抄録
A case of chronic myelogenous leukemia initiating as lymphoid crisis is reported. A 11-year-old girl was admitted because of fever, lenkocytosis and hepatosplenomegaly on November 10th, 1981. The patient was diagnosed into high risk acute lymphoblastic lenkemia because of her age (older than ten years), high leukocyte count (14,500/cmm with 98.8% blasts), hepatosplenomegaly, and leukemic cells being peroxidase negative and PAS positive. The surface marker studies and enzyme activities of the leukemic cells revealed the characteristics of non-T, non-B acute lymphoblastic leukemia. She was treated with vincristine, L-asparaginase, daunomycin, and prednisolone and complete remission was achieved five weeks after the initiation of therapy. It must be noted, however, that the karyotype of the bone marrow cells was 46, XX, t (9; 22; 12) at the time of hematological complete remission as well as at onset. Three months after the patient relapsed and died of septicemia on December 10th, 1982 in spite of vigorous chemotherapy.

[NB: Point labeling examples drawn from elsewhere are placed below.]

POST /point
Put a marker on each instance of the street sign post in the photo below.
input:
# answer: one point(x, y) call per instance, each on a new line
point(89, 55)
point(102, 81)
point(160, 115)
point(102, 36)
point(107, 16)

She was classified into adult type chronic myelogenous leukemia because of the persistent predominance of Ph1 positive cells while in hematological complete remission. The authors concluded that cytogenetic findings have preference to morphological appearance of lymphoid cells. Besides, the patient had unusual chromosome pattern such as t (9; 22; 12), which has not seen in previous reports regarding to leukemia and chromosome.